CVSSv4.0: 8.1 [CVSS:4.0/AV:N/AC:L/AT:N/PR:N/UI:N/VC:H/VI:H/VA:H/SC:N/SI:N/SA:N/E:U/U:Red]

CVE-ID: CVE-2019-12449

CWE-ID: CWE-264 - Permissions, Privileges, and Access Controls

Exploit availability: No

Description

The vulnerability allows a remote attacker to escalate privileges on the system.

The vulnerability exists due to mishandling of file user and group ownership in the daemon/gvfsbackendadmin.c file. Operations "G_FILE_COPY_ALL_METADATA" from admin:// URIs to file:// URIs during move-and-copy are handled by the Gnome Input/Output (GIO) fallback code, which does not run with root permissions. A remote attacker can gain unauthorized access to arbitrary file information on a system.

Mitigation

Install updates from vendor's repository.

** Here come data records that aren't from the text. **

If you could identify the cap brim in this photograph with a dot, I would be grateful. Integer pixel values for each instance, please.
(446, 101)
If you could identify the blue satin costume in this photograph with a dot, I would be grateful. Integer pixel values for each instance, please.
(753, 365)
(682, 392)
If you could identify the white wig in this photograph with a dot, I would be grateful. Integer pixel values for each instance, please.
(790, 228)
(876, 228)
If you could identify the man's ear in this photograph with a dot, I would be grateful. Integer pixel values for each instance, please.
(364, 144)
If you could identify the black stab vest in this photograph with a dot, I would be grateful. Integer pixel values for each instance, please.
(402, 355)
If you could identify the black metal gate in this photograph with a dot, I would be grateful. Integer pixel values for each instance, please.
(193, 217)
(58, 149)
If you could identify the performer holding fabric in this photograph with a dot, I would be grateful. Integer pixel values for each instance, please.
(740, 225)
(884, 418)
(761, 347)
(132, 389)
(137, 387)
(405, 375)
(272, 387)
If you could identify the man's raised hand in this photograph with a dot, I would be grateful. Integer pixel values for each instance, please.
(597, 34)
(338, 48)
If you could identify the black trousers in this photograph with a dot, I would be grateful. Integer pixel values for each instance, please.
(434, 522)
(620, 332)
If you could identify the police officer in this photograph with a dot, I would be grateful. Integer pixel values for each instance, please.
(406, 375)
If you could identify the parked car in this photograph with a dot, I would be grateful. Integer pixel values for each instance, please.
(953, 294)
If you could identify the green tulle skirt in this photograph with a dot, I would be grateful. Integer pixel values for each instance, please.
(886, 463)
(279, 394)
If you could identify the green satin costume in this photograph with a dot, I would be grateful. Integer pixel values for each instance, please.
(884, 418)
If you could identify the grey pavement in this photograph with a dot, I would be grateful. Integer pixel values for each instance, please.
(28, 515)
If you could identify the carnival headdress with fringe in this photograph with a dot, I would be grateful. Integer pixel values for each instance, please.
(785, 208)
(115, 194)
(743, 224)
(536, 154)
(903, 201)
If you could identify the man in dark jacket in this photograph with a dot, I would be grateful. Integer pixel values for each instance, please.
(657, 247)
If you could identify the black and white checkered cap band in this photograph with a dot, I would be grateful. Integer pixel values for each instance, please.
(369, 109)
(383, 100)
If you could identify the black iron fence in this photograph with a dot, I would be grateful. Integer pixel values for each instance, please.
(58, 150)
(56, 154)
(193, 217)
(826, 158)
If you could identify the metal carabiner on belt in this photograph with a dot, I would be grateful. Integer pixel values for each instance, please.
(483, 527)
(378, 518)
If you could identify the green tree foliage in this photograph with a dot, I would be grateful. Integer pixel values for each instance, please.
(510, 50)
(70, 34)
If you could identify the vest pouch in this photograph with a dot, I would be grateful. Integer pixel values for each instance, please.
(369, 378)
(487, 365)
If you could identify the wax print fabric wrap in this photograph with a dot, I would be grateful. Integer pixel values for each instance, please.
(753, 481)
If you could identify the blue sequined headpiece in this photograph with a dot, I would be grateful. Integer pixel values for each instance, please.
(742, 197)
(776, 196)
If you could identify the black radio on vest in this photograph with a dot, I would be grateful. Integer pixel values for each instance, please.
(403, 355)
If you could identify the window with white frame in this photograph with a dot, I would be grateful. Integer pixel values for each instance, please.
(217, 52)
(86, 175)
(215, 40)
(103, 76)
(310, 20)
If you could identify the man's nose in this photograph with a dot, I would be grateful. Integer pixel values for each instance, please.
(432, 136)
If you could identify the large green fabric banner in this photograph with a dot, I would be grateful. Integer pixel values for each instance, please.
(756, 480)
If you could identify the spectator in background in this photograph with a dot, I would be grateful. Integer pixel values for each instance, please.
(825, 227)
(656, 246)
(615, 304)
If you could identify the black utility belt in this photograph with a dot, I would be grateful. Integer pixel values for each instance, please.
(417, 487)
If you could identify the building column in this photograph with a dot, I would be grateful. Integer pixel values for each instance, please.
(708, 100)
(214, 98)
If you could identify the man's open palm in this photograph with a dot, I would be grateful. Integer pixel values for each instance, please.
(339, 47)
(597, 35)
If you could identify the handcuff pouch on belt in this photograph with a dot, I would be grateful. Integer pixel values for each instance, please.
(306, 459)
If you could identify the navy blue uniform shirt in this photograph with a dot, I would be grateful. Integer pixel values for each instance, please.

Vulnerable software versions

Fedora: 29

gvfs: before 1.38.3-1.fc29

CPE2.3

External links

https://bodhi.fedoraproject.org/updates/FEDORA-2019-e6b02af8b8

Q & A

Can this vulnerability be exploited remotely?

Yes. This vulnerability can be exploited by a remote non-authenticated attacker via the Internet.

Is there known malware, which exploits this vulnerability?

No. We are not aware of malware exploiting this vulnerability.